Novel anticancer drug combinations exploiting arginine depletion with ADI-PEG 20 in the treatment of ASS1-negative malignant mesothelioma
Session type: Poster / e-Poster / Silent Theatre session
1Institute of Cancer, Barts and The London, London, UK, 2Centre for Cancer Research and Cell Biology, Belfast, UK
The asbestos-related cancer, malignant pleural mesothelioma (MPM), is a devastating disease with a median survival from diagnosis of 9-12 months. Deaths from MPM, currently 2000 per annum in the UK, are projected to increase by 25% in the next 5 years. We have shown that MPM cell lines are highly sensitive to arginine depletion, due to a deficiency of the rate-limiting enzyme in arginine synthesis, argininosuccinate synthetase (ASS). A national multicentre randomised phase II clinical trial of ADI-PEG 20, an arginine catabolizing enzyme that converts arginine into citrulline and ammonia, is planned to commence later this year. Here, we have compared the effect of ADI-PEG 20-induced arginine deprivation in ASS negative and ASS positive MPM cell lines, and explored novel drug combinations integrating ADI-PEG 20 in the treatment of MPM.
Method and Results
Initially, we confirmed that arginine deprivation has a role in 40-60% of patients with MPM, revealing that the ASS-negative phenotype is associated with a worse survival. Treatment of three ASS negative cell lines with either ADI-PEG 20 or platinum led to cell death in a dose-dependent manner, with the combination being synergistic. Next, apoptosis induction of ADI-treated ASS-negative MPM cell lines was measured by western-blot after mitochondrial/cytosolic fractionation. Novel interacting drug pathways were assessed using an ADI-treated ASS negative and its stably transfected ASS-expressing MPM cell line (control) followed by global gene expression using the Affymetrix human genome U133 Plus 2.0 Array chip combined with bioinformatic analysis.

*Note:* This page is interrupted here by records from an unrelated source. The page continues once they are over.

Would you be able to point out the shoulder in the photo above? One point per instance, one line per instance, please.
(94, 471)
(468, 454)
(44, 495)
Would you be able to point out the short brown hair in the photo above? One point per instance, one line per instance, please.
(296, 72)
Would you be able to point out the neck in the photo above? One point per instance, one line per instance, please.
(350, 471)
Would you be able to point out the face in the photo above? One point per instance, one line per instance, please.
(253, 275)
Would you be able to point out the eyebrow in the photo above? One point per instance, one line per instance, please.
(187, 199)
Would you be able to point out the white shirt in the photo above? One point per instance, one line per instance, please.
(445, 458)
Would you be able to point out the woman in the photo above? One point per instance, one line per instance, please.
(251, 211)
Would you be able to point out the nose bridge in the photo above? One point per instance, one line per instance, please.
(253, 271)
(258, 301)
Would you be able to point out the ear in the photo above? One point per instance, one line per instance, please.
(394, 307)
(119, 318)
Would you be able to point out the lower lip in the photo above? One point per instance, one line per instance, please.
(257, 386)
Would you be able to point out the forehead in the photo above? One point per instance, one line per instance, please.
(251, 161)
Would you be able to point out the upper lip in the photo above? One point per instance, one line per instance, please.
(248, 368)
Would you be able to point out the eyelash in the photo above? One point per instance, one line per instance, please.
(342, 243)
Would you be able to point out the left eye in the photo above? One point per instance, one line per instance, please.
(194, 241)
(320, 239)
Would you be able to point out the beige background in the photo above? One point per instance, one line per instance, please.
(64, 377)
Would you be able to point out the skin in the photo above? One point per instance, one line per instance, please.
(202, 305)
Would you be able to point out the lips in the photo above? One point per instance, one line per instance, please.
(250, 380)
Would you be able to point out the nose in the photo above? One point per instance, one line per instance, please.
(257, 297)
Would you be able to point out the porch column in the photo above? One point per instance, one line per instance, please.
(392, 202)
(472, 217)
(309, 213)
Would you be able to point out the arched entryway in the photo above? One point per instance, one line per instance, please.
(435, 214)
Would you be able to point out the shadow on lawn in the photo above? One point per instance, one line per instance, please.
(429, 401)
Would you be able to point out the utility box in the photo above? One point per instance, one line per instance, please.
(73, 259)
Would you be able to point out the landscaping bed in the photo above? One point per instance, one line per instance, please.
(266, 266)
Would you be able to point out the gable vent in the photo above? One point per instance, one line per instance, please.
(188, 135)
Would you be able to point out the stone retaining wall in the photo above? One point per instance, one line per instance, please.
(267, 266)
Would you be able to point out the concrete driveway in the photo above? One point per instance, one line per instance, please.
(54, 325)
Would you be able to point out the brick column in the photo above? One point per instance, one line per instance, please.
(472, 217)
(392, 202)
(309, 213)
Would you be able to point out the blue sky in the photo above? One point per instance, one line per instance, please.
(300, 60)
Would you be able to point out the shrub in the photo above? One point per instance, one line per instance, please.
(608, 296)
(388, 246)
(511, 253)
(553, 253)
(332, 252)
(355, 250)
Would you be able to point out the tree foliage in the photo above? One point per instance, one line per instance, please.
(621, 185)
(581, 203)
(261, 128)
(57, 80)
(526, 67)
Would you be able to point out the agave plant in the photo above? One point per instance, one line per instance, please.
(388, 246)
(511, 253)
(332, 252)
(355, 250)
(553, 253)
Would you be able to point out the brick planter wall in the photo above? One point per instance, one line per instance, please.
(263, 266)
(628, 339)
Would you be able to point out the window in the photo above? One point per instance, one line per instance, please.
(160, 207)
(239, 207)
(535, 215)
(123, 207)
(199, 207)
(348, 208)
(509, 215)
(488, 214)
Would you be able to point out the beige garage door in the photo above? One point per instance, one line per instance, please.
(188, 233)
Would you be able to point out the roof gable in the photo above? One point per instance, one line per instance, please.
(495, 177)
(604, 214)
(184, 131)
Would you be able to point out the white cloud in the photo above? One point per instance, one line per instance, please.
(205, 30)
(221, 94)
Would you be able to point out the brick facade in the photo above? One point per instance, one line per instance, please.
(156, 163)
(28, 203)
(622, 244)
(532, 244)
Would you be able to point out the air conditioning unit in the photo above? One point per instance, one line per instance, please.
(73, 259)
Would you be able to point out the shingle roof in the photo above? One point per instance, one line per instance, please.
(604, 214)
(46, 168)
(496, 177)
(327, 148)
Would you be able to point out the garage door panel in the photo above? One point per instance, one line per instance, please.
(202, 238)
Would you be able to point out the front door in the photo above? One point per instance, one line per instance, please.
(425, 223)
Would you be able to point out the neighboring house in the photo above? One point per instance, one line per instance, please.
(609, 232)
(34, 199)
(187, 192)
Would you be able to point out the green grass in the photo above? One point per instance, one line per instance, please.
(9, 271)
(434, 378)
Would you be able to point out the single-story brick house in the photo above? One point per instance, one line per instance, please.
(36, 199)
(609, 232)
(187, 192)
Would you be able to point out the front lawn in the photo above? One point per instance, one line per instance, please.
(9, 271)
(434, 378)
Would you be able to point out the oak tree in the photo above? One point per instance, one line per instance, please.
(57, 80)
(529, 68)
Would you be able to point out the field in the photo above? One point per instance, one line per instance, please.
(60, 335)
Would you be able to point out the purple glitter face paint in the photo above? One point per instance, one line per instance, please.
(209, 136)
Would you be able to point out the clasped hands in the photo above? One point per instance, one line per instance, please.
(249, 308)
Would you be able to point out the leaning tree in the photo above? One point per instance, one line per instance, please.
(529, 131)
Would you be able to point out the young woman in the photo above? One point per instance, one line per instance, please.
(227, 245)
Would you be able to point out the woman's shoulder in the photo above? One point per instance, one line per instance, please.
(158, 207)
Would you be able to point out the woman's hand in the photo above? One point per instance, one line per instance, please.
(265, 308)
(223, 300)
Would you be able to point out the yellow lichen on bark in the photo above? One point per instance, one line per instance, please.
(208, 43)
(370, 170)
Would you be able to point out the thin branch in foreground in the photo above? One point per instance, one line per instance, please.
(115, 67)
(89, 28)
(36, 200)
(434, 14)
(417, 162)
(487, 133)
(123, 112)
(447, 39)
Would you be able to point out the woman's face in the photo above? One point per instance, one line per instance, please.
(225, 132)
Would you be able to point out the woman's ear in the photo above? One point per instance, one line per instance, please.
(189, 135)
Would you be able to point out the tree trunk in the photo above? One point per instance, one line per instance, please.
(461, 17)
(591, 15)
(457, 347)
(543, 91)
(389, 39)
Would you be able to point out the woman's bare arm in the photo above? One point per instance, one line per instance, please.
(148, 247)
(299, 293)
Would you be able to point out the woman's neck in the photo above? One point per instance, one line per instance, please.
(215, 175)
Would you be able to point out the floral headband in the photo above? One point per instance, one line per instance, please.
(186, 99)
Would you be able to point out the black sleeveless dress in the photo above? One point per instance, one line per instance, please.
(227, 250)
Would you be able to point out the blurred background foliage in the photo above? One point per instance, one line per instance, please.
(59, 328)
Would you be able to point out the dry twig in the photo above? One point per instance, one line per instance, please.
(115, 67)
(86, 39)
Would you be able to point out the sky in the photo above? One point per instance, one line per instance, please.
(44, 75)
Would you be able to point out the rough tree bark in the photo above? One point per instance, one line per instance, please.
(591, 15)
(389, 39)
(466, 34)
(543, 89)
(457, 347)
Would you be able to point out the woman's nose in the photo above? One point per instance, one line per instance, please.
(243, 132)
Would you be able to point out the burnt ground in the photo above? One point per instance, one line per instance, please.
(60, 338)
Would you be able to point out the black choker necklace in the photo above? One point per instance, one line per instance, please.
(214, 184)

The antitumour effect of ADI-PEG 20 was markedly potentiated using platinum suggesting that combining arginine depletion with the current standard of care may offer an improvement over doublet chemotherapy alone. Further work on drug combinations in ASS-negative MPM may lead to better disease control in a difficult to treat and increasingly important disease in the UK.